September - October, 2007  |  Volume 6, Issue 5

 

Mortality Rates Decrease in HIV-Infected Children Initiating HAART


A study of HIV-infected children in Thailand, funded by Fogarty's Global Research Initiative Program for New Foreign Investigators (GRIP) program, offers new data to support the effectiveness of a life-saving treatment known as highly active antiretroviral therapy (HAART). The treatment has been shown to slow the progress of disease and prolong survival in HIV-infected adults; similarly HAART has changed the course of HIV disease in children.

There are an estimated 15,000 children with HIV/AIDS in Thailand. In 2002, the Thai Ministry of Public Health launched the National Access to Antiretroviral Program for People Living with HIV/AIDS program with the aim of providing universal access to treatment for all HIV-infected Thai patients who meet national-guidelines criteria for the initiation of antiretroviral therapy. The program provides generic antiretroviral drugs produced in-country with the average cost of $1 per day. This program enabled Chiang Mai University Hospital's Dr. Thanyawee Puthanakit and her research team to evaluate hospitalization and mortality among HIV-infected Thai children after receiving HAART.
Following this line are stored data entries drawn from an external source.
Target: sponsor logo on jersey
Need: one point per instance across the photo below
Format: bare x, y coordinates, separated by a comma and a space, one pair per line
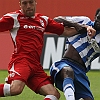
34, 27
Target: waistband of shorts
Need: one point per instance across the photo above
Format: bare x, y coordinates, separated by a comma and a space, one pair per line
75, 62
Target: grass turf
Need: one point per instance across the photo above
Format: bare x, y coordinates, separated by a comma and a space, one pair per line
27, 94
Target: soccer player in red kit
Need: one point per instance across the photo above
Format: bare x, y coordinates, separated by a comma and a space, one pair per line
27, 30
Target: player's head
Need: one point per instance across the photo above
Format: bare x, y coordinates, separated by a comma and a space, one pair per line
97, 20
28, 7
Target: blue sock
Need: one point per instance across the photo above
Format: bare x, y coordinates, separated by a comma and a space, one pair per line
68, 89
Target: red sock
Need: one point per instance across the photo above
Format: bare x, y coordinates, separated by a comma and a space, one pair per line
47, 99
1, 90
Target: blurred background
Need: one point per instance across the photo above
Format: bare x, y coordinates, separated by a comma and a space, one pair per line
50, 8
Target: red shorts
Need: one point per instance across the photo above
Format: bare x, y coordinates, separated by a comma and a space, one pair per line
31, 73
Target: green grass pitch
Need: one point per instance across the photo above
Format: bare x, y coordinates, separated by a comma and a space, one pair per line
27, 94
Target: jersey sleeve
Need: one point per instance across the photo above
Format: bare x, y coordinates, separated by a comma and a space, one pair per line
6, 23
54, 27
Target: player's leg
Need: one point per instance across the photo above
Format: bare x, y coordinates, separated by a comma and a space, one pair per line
82, 85
12, 89
16, 79
42, 84
63, 76
50, 92
67, 75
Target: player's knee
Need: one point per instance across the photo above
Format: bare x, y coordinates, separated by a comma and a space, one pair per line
16, 90
56, 94
16, 87
67, 72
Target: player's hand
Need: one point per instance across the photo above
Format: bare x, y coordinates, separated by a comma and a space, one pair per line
91, 31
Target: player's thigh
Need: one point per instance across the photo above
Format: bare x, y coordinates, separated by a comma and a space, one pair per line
49, 89
17, 87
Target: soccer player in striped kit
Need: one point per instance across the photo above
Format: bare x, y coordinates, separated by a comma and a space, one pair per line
27, 30
69, 73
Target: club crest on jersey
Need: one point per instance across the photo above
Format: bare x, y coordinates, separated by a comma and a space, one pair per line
41, 22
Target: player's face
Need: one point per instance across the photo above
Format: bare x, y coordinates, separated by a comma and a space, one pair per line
97, 21
28, 7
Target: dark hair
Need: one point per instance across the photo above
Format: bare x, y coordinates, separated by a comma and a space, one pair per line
97, 11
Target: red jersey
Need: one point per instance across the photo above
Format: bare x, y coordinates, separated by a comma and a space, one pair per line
27, 33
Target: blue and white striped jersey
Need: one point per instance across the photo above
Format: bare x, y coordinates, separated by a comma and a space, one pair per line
81, 42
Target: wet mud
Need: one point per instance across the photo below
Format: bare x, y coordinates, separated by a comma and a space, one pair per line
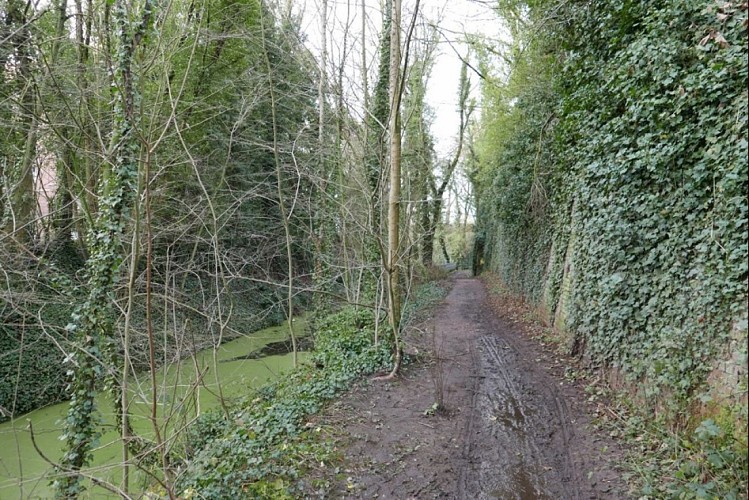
512, 429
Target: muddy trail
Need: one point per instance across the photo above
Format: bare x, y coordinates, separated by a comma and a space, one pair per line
511, 428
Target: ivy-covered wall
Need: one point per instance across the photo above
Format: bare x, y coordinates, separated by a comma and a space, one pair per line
613, 187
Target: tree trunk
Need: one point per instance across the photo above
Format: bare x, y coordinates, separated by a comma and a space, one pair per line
392, 268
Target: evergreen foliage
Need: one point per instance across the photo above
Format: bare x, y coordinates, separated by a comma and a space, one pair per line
613, 191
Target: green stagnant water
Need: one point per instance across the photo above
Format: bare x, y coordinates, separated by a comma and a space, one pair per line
25, 474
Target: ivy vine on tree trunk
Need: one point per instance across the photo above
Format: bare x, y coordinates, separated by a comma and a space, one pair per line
95, 358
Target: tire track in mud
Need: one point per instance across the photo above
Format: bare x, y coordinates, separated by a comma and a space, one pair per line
519, 430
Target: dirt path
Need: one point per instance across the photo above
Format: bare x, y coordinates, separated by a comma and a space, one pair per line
511, 428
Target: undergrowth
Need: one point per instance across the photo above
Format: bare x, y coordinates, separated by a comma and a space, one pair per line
703, 457
268, 443
265, 446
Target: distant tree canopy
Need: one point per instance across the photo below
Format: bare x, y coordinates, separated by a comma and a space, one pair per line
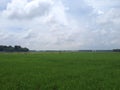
16, 48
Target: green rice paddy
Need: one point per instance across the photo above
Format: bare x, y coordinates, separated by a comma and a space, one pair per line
60, 71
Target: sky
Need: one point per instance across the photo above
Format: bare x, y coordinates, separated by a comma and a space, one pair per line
60, 24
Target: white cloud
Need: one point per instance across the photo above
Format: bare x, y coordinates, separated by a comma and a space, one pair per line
18, 9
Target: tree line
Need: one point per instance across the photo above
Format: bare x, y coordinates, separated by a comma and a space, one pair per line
16, 48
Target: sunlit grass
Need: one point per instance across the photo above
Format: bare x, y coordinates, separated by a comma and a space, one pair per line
59, 71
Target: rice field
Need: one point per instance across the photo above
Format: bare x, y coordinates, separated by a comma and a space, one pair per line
60, 71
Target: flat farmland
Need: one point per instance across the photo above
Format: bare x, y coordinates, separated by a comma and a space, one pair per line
60, 71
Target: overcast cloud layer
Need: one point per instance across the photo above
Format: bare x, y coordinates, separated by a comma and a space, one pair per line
60, 24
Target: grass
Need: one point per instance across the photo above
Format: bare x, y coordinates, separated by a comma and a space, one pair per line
59, 71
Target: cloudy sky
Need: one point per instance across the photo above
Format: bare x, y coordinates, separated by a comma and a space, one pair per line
60, 24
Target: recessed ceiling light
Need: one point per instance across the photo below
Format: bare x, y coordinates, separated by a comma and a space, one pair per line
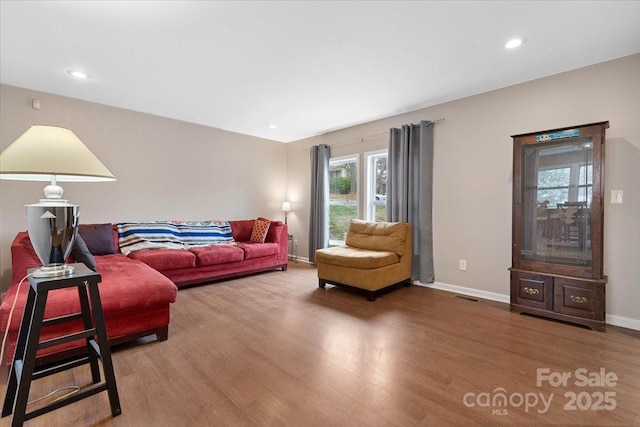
78, 74
513, 43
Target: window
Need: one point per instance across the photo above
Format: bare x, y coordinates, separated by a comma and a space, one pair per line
376, 198
553, 185
585, 184
343, 196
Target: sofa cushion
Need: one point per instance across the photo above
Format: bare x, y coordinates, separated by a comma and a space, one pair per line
165, 259
260, 230
383, 236
81, 253
99, 238
217, 254
345, 256
258, 250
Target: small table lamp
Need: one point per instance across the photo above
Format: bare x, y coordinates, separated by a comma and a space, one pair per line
286, 208
55, 154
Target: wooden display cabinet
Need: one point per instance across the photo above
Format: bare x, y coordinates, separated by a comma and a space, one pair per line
557, 242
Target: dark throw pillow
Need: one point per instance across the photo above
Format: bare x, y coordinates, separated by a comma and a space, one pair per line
81, 253
99, 238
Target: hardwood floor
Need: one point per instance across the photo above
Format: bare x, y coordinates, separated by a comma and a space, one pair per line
274, 349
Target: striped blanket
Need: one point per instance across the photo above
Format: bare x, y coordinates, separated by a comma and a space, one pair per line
137, 236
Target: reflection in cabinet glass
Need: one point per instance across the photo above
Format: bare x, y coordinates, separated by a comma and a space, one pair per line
558, 189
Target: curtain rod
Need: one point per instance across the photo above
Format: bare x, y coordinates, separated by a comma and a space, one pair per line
362, 139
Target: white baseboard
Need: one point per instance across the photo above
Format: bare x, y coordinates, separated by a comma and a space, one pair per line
623, 322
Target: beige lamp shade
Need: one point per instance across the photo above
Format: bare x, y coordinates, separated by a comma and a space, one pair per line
52, 153
43, 152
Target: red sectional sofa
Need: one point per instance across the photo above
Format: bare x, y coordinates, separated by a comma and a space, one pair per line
137, 290
209, 263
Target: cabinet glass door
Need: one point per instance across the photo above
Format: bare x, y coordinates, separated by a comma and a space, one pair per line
557, 185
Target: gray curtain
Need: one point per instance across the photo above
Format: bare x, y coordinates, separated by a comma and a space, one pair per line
318, 227
410, 190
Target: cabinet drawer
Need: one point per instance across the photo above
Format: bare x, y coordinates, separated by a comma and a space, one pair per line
578, 298
532, 290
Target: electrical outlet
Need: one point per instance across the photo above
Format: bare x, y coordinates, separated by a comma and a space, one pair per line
616, 197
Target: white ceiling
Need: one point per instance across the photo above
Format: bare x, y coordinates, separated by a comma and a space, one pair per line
307, 67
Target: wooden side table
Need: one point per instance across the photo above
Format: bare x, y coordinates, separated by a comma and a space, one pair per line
23, 369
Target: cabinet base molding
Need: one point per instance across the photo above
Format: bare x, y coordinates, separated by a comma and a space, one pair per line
595, 325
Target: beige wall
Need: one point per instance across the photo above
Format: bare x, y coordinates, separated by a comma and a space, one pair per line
165, 169
473, 173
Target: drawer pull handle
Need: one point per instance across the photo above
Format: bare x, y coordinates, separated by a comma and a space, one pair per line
579, 300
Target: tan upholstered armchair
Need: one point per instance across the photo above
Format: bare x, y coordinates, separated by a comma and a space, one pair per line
376, 256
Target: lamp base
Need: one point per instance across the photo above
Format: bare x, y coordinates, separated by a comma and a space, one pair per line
53, 270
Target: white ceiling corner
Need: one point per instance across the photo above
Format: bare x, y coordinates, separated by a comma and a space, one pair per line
308, 66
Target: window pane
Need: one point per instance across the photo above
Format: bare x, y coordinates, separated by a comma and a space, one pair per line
343, 196
377, 187
553, 185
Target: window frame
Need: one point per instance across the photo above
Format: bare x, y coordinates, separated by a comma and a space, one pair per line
333, 161
369, 198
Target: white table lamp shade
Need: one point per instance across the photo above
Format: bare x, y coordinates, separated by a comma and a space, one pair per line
55, 154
Dr. Thanyawee Puthanakit and children
Dr. Thanyawee Puthanakit and her
team have studied HIV-infected
children in northern Thailand.
(Photo: T. Puthanakit)

The team observed all HIV-infected children who began receiving HAART, from August 2002 to March 2005, at four hospitals in northern Thailand. The 192 patients included in the study were HIV-infected children who were antiretroviral naive, except for exposure to antiretroviral drugs as part of the prevention of mother-to-child HIV transmission.

All of the children, except two, were infected perinatally. The mean age at the time of HAART initiation was 7.6 years. The children received a three-drug regimen: 113 received stavudine, lamivudine and nevirapine; 73 were given stavudine, lamivudine and efavirenz; and six received zidovudine, lamivudine and nevirapine. They were observed for at least 48 weeks and data were censored at 144 weeks.

The study documented the effectiveness of the HAART program. There was significant reduction in the mortality rate from 5.7 percent in the first six months of therapy to 0 to 0.6 percent during the following six-month interval. The hospitalization rate was also remarkably reduced from 30.7 percent in the first six months after HAART to 6.7 percent and 2.3 percent in the second and third years after initiation of HAART.

Little girl with HIV
A five-year old girl with
HIV/AIDS after two months
of HAART.

The research team found identification of the causes of hospitalization and deaths are essential to decrease the high early mortality rate of children initiating HAART. The higher early mortality in low-income populations is likely due to low CD4 cell counts, more advanced clinical stage, and the prevalence of coexisting infections at the time of HAART initiation.

Dr. Thanyawee Puthanakit's GRIP award supported research examining the effect of the HIV epidemic on children in Thailand.

Hospitalization and Mortality among HIV-Infected Children after Receiving Highly Active Antiretroviral Therapy. Puthanakit T, Aurpibul L, Oberdorfer P, Akarathum N, Kanjananit S, Wannarit P, Sirisanthana T, Sirisanthana V. Clinical Infectious Disease 2007; 44(4):599-604.